B2B e-Commerce Document Flow in the Retail Supply Chain
Exporting and Importing
Export declarations need to be filed with the local customs agencies before the steamship may depart. For goods destined for the US, import declarations and customs filings must be completed 24 hours before the ocean vessel departs from its point of origin. Import and export declarations are becoming increasingly complex as regulations on homeland security are extended and free trade agreements between nations are expanded. Consequently, many buyers and suppliers are hiring specialized customs brokers to manage the declaration process. Both import and export declarations are highly digitized process using B2B technologies. For many shipping hubs such as Singapore and Hong Kong the speed with which import and export processes can be performed is a key differentiator for the country’s logistics providers. Consequently, the ability to eliminate inefficient paper-based processes from international trade is a key focus area.
Ground Transportation
Once the goods arrive in the US and clear customs inspections, the containers will be transferred to a railcar or truck for routing to their final destination. Perhaps the destination for this specific container is the department store’s distribution center outside of Chicago. Again, EDI will be used to arrange for the transportation with specialized messages for load tendering and booking. As the goods are transported the trucking or rail company may provide a shipment status update electronically to the buyer and/or supplier. And when the goods arrive at their final destination, the transportation carrier will typically send an electronic proof of delivery back to the supplier in China as a confirmation.
Invoicing
Upon confirmation of delivery, the supplier will send an electronic invoice to the department store requesting payment. The retailer’s accounts payable group will validate the invoice to ensure that the arithmetic is correct and that the bill matches the original purchase order. The retailer will also compare the invoice to the actual goods received. In some cases, the goods may have been damaged while in transit. In other cases, the supplier may have shipped the wrong quantity or type of product. Consequently, a deduction or debit is posted against the invoice. Suppliers are notified of debits against their invoices by a specialized type of EDI transaction and offered the opportunity to dispute the retailer’s deduction. Upon resolution of any disputes between the retailer and supplier the invoice is approved. However, approval does not necessarily equate to a payment.
Factoring
Retailers often have extended payment terms with their suppliers which specify that payment is not due until 60 days after receipt of the invoice. Suppliers can elect to receive payment faster through a number of commonly available financing programs. For example, the supplier can bundle the invoice with other receivables and sell them to a third party factoring company such as CIT. Another popular option is a supply chain finance program, in which, the retailer’s bank will pay a supplier as soon as the invoice is approved. In both of these models, the supplier is paid immediately in exchange for a 1-2% discount against the value of their invoice. And in both of these models, the use of electronic invoicing is a critical to ensure the approval and payment processes can be expedited.

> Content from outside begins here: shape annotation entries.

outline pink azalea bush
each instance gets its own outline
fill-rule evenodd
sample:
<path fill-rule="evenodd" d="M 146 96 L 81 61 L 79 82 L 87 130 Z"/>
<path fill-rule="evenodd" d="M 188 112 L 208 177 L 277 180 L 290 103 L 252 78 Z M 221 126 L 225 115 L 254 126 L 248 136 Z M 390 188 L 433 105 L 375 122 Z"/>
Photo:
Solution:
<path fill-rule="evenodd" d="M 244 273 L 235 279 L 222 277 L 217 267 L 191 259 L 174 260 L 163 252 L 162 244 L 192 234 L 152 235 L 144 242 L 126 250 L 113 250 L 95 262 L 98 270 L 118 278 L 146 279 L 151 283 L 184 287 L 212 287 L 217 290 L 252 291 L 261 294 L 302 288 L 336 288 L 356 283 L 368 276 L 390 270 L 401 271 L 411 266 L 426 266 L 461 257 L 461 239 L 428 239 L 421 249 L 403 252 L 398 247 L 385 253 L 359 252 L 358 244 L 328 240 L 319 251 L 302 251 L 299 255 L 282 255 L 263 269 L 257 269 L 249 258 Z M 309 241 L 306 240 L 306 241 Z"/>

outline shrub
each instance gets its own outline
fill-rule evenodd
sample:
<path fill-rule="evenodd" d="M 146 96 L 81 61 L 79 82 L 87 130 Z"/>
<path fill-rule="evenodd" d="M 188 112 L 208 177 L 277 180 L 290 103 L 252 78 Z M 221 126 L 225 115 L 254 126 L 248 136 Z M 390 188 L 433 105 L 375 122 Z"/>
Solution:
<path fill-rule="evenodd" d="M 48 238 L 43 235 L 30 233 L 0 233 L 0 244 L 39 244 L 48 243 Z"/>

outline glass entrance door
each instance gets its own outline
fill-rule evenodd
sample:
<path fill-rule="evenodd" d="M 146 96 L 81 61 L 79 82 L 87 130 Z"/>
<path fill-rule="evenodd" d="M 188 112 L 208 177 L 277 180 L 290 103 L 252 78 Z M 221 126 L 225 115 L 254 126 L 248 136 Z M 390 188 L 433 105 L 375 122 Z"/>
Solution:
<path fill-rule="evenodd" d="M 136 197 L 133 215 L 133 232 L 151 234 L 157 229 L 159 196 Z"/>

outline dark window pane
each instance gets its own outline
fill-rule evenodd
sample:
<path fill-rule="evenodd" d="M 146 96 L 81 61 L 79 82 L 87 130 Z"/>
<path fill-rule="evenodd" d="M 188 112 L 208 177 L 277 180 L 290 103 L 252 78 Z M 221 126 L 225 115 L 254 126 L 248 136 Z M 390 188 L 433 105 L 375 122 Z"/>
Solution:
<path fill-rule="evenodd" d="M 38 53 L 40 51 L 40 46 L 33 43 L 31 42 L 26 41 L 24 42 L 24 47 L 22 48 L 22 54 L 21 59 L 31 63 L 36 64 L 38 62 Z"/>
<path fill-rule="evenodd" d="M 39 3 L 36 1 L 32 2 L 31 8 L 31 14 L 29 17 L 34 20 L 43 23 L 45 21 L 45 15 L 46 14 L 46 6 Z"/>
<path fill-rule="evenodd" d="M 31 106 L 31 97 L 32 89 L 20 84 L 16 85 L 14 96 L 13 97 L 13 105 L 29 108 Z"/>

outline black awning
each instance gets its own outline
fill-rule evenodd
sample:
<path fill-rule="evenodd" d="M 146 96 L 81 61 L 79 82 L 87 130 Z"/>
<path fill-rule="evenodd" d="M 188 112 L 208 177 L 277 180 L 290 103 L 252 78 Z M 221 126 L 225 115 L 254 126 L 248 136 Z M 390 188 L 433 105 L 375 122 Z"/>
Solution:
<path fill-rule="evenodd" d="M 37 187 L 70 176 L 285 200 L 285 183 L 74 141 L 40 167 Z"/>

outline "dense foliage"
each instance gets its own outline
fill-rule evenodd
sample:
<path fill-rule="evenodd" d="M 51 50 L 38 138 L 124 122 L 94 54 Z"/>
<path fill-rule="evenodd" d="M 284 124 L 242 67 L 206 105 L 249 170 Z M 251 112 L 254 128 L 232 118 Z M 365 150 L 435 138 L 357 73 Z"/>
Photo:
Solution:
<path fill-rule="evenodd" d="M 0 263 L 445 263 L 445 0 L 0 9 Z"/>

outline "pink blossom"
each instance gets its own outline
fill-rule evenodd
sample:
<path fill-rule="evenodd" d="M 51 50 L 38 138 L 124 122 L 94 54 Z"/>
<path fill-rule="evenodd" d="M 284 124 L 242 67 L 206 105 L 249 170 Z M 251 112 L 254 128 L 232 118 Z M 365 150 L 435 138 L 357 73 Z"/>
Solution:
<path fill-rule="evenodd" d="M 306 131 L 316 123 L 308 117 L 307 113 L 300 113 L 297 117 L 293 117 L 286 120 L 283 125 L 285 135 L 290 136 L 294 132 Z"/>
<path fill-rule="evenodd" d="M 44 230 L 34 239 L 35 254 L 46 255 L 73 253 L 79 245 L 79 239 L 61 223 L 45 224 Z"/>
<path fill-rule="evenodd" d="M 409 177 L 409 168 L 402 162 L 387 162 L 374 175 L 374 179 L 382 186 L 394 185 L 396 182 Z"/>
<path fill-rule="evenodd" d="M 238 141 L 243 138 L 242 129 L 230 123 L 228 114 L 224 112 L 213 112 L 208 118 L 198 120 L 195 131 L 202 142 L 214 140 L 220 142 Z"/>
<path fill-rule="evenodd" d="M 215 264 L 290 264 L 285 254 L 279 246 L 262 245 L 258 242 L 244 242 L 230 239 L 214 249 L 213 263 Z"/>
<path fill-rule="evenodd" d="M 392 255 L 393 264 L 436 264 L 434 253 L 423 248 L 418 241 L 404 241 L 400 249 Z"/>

How Supply Chain Finance Works
Payment
Let us assume that the supplier did not elect to receive an early payment for the invoice. In such a scenario, the retailer will wait until a few days before the invoice matures then sends a payment instruction to their bank to transfer funds to the supplier. The electronic funds transfer may be performed immediately using a wire transfer system or in 1-2 days using an Automated Clearing House (ACH). In either case all of the electronic funds transfers leverage B2B integration technologies. The retailer sends the payment instruction to the bank in a specialized EDI or XML document. The banks use electronic transactions standardized by the National Automated Clearinghouse Association (NACHA) to affect the funds transfer. In addition to the payment, the retailer will also send the supplier a remittance advice in EDI format. The remittance advice provides a detailed explanation of the payment made as well as any credits or debits issued against the invoice.